Die klagende Partei behauptet, die Beklagte habe ausdrücklich erklärt, vom Wohnungseigentümer zur Erteilung des Alleinvermittlungsauftrages bevollmächtigt worden zu sein. Nachdem die klagende Partei bereits eine Interessentin für die Wohnung gefunden gehabt habe, habe sie sich mit dem Wohnungseigentümer wegen eines Besichtigungstermines in Verbindung gesetzt. Dieser habe erklärt, sich an den von seiner Ehegattin unterfertigten Alleinvermittlungsauftrag nicht gebunden zu fühlen. Die Beklagte hafte daher als falsus procurator, da die klagende Partei den vom Wohnungseigentümer behaupteten Mangel der Vollmacht weder gekannt habe noch habe kennen müssen. Im vorliegenden Fall sei sowohl der Alleinvermittlungsauftrag vertragswidrig widerrufen als auch der Verkauf der Wohnung an die bereits namhaft gemachte Interessentin dadurch vereitelt worden, daß ihr keine Möglichkeit gewährt worden sei, die Wohnung zu besichtigen. Die Beklagte hafte daher für die vereinbarte Verkäuferprovision, aber auch für die durch ihr Verschulden entgangene Käuferprovision in der Höhe von je 20 000 S. Die klagende Partei begehrt von der Beklagten Zahlung von 40 000 S sA.

Die Beklagte beantragte Abweisung des Klagebegehrens und wendete ein, daß die klagende Partei nicht verdienstlich tätig geworden sei. Die Beklage hätte ihren Gatten sebstverständlich "zum Abschluß eines Kaufvertrages bewegen können", wenn die klagende Partei einen Kaufwerber gebracht hätte.
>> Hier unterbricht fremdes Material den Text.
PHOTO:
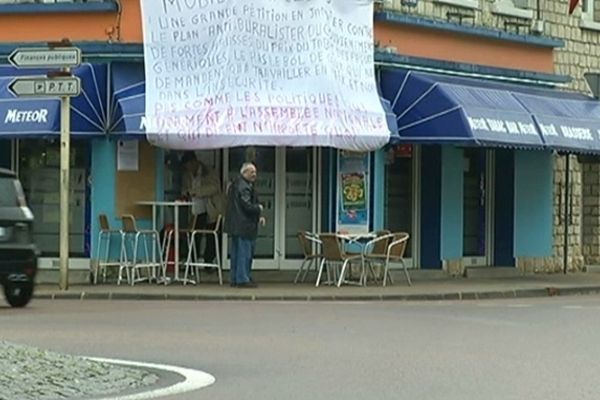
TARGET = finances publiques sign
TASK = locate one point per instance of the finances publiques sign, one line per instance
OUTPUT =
(226, 73)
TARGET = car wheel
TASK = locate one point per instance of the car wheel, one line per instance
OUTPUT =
(18, 294)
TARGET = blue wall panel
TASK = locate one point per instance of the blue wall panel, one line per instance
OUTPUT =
(104, 165)
(504, 208)
(431, 175)
(452, 203)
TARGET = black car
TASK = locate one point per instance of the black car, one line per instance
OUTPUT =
(18, 253)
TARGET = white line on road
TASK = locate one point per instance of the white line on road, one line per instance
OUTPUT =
(193, 380)
(519, 305)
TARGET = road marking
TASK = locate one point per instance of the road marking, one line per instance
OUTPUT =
(193, 380)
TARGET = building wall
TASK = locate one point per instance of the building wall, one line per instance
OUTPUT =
(580, 54)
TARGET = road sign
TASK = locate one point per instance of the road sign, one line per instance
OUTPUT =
(58, 57)
(42, 86)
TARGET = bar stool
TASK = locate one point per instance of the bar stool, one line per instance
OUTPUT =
(132, 237)
(192, 257)
(104, 236)
(167, 241)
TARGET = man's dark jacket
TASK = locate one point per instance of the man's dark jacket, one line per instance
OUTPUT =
(243, 211)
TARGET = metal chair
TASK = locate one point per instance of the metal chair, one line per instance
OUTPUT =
(104, 236)
(192, 257)
(133, 237)
(334, 255)
(375, 247)
(308, 241)
(394, 252)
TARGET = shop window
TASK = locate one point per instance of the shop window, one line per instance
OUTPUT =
(39, 171)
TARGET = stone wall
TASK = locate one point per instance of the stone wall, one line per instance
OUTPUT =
(580, 54)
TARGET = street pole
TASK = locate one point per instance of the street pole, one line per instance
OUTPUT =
(65, 155)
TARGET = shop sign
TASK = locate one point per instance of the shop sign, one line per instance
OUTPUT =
(57, 57)
(353, 212)
(41, 86)
(228, 73)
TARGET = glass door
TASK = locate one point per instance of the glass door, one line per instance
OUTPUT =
(400, 189)
(476, 206)
(299, 199)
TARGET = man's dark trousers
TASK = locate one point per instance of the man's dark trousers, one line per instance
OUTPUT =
(242, 253)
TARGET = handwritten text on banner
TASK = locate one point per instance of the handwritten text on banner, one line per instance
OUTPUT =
(224, 73)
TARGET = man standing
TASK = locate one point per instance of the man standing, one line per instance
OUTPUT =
(241, 223)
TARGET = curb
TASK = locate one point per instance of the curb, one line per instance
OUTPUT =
(484, 295)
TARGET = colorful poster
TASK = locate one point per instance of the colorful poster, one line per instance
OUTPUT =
(227, 73)
(353, 214)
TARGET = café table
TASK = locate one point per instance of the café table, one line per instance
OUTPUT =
(176, 205)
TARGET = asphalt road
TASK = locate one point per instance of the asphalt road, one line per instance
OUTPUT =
(509, 349)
Die klagende Partei habe keinen Besprechungs- oder Besichtigungstermin mit einem Interessenten vereinbart.

Das Erstgericht gab dem Klagebegehren statt und traf folgende Feststellungen: Die Beklagte und ihr Ehemann hätten beabsichtigt, die im Wohnungseigentum des Ehemannes stehende Eigentumswohnung zu verkaufen. Die Beklagte habe sich deshalb an Ingrid H, eine Angestellte der klagenden Partei, gewandt, die die Beklagte in der Wohnung in A besucht habe. Hiebei sei es zum Abschluß des eingangs wiedergegebenen Alleinvermittlungsauftrag gekommen. In der Folge habe die Beklagte mehrmals bei Ingrid H telefonisch angefragt, ob sich schon ein Interessent gemeldet habe. Die Beklagte habe Ingrid H vor ihrer Abreise Mitteilung davon gemacht, daß sie sich vom 3. bis 19. 7. 1981 auf Urlaub in Kärnten befinde und Ingrid H sich wegen allfälliger Besichtigungen der Wohnung durch Interessenten in dieser Zeit mit ihrer Mutter Elisabeth E telefonisch in Verbindung setzen solle. Nachdem sich bei der klagenden Partei zwei Interessenten gemeldet hätten, habe Ingrid H bei Elisabeth E angerufen, um für eine der Interessentinnen den 13. 7. 1981 als Besichtigungstermin zu vereinbaren. Elisabeth E habe die Besichtigungsmöglichkeit zugesagt. Als Ingrid H ein zweites Mal bei Elisabeth E angerufen habe, habe sich "ein Mann mit dem Namen W" gemeldet und erklärt, daß eine Besichtigung nicht möglich sei; er habe diesen Vertrag nicht abgeschlossen und unterschrieben, es interessiere ihn auch nicht, was mit seiner Ehegattin ausgemacht worden sei. Am 11. 7. 1981 habe der Ehegatte der Beklagten bei der klagenden Partei angerufen und zu deren Geschäftsführer Alfred K erklärt, er betrachte den von seiner Ehegattin am 5. 6. 1981 erteilten Alleinvermittlungsauftrag als hinfällig, weil er einen Privatinteressenten für die Wohnung habe und seine Ehegattin nicht Eigentümerin sei.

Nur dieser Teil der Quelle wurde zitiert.